Quel était l’esprit de cet article 50 du traité de Lisbonne, encore jamais utilisé, lorsqu’il a été rédigé?

C’était en 2003 : je faisais partie de la convention européenne chargée d’élaborer un nouveau traité pour faire fonctionner la grande Europe. Elle réunissait des représentants de tous les gouvernements et parlement nationaux des 28 pays, sous la présidence de Valéry Giscard d’Estaing.J’avais été frappé par un argument des souverainistes – qui étaient beaucoup moins nombreux à l’époque, moins de dix sur 200 – qui consistait à dire que contrairement aux autres organisations internationale, on ne pouvait pas sortir de l’UE une fois entré. Or, nous ne voulions pas donner une image de prison des peuples. J’ai donc proposé une clause de divorce, avec le soutien du président qui a convaincu les fédéralistes. Dans un premier temps, ces derniers avaient pourtant trouvé ça scandaleux. L’état d’esprit, c’était plus « on fait les Etats-Unis d’Europe » et donc plus on est intégrés mieux ça vaut.

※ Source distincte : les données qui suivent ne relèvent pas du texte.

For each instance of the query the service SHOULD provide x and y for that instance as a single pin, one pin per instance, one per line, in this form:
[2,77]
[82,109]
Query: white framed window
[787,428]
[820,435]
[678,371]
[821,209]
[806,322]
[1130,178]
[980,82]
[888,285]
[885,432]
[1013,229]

Vous attendiez-vous en le rédigeant à ce qu’il soit réellement employé un jour?
Oui, mais ce n’est pas au Royaume-Uni que nous pensions principalement. A l’époque le pays était dirigé par Blair, qui avait un langage très pro-européen et avait signé le traité constitutionnel! Valéry Giscard d’Estaing avait cette vision un peu optimiste que le texte qu’on élaborait régirait l’Union pour 50 ans. Les Français avaient joué un rôle très important dans le contenu du traité en prévoyant que l’Union pourrait mettre en oeuvre une politique étrangère de sécurité et de défense commune. «Avec cet article 50, l’idée était de rassurer les pays »Or certains pays à l’intérieur de l’Union sont attachés à la neutralité pour des raisons historiques : l’Irlande, la Finlande, la Suède, l’Autriche… Je me suis dit que le jour où on franchirait ce pas d’une Europe de la défense, ces pays se sentiraient mal à l’aise. Avec cet article 50, l’idée était de rassurer les pays et de faire en sorte que chacun se sente à l’aise dans cette maison commune en sachant qu’il peut en partir. C’était dans un but dissuasif, et cette dimension a échoué.

Comment va s’appliquer concrètement cet article, qui reste vague dans sa rédaction?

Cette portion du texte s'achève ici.